The authors suggest that it takes a meantime of four minutes to perform spirometry and that practice assistants are performing this task. This new breed of practice staff is not well developed in the UK primary care setting and therefore time and costs of assessment would be that of a practice nurse or even GP in the majority of cases. However, new roles are developing in primary care in the form of ancillary staff who, with proper training, could easily perform lung function testing. This would mean that lung function testing can be carried out at a lower cost.

The authors have highlighted an important area for improving quality of care by case study finding and identification of 'at risk' factors. It appears to be a good recommendation to select all smokers within a practice population, as smoking is known to be the single most important risk factor for developing the disease and smoking cessation the most effective intervention at any stage.

In this study, no bronchodilator reversibility testing was carried out in order to establish that the patient did have a fixed or only partially reversible airflow obstruction associated with COPD and not completely reversible obstruction associated with asthma. In fact, the authors acknowledged that this was beyond the scope of the study.

This study has demonstrated that chronic cough is a predictor of airflow obstruction and that the presence of two symptoms (chronic cough, wheeze or dyspnoea) was a slightly better predictor than just cough alone. Only half, at most, of patients with obstructive airways disease are known to their doctor.

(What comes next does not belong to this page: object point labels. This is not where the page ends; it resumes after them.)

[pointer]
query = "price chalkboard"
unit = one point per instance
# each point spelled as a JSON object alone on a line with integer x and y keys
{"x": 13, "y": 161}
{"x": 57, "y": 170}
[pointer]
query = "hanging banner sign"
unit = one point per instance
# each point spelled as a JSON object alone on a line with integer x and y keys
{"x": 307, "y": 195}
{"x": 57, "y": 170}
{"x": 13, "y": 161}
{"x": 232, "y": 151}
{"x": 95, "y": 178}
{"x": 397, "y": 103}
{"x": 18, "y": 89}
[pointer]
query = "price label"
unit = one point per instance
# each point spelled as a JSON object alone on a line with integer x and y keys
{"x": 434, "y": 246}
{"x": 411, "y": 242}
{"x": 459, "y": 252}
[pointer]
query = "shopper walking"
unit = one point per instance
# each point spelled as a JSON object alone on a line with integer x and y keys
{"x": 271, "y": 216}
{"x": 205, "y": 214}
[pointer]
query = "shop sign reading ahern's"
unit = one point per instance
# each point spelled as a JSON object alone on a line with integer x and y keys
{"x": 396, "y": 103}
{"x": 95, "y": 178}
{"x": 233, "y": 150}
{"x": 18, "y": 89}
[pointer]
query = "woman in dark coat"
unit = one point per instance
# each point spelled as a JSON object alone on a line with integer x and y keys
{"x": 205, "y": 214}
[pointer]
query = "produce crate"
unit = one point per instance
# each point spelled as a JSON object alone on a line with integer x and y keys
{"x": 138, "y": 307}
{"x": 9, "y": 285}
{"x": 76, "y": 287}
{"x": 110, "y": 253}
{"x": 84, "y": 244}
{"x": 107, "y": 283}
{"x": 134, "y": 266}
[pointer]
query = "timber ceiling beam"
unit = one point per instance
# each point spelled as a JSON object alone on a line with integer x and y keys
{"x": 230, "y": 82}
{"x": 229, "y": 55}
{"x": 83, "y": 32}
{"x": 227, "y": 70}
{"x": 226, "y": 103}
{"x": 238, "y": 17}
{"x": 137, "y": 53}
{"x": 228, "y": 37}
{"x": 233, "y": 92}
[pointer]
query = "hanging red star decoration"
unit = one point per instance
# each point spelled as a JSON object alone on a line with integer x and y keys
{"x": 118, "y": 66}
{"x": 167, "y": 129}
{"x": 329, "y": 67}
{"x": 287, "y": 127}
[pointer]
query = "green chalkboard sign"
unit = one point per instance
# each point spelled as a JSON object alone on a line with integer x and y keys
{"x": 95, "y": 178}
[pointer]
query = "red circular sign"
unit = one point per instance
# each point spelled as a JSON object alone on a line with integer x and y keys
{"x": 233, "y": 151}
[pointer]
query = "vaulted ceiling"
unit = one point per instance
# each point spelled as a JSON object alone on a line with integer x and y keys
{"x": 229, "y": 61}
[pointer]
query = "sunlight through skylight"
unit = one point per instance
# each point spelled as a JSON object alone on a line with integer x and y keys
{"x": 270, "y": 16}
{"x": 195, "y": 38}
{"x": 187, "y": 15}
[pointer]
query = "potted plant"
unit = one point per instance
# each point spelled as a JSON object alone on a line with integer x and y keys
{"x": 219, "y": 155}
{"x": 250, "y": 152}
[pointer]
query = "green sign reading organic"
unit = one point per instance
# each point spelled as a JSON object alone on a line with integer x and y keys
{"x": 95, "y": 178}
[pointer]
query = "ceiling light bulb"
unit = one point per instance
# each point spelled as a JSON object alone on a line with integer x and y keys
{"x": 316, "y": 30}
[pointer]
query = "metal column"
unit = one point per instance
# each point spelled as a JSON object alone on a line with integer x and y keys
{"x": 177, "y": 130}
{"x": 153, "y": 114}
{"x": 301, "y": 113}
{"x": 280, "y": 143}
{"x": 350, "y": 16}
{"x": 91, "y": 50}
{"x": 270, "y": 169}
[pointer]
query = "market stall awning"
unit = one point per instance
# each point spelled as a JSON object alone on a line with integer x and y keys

The natural first step would be to detect these patients at an early age and to offer smoking cessation counselling at a time when they may be motivated to do so. However, this has other implications, as there must be services to offer, such as smoking cessation counselling services, and again this involves more financial and educational implications.

There are eventual monetary benefits to this approach, and on this basis early intervention and consequent appropriate treatment and management strategies could result in substantial savings for the NHS.

This is an interesting study suggesting that there may be certain risk factors that can be used to identify whether or not a patient is at risk of developing airflow obstruction in the presence of continued smoking. If this were the case, it could have huge implications on the future disease burden of COPD. However, more research is needed into the detection of patients at high risk of developing COPD in general practice and risk factors associated with the development of airflow obstruction.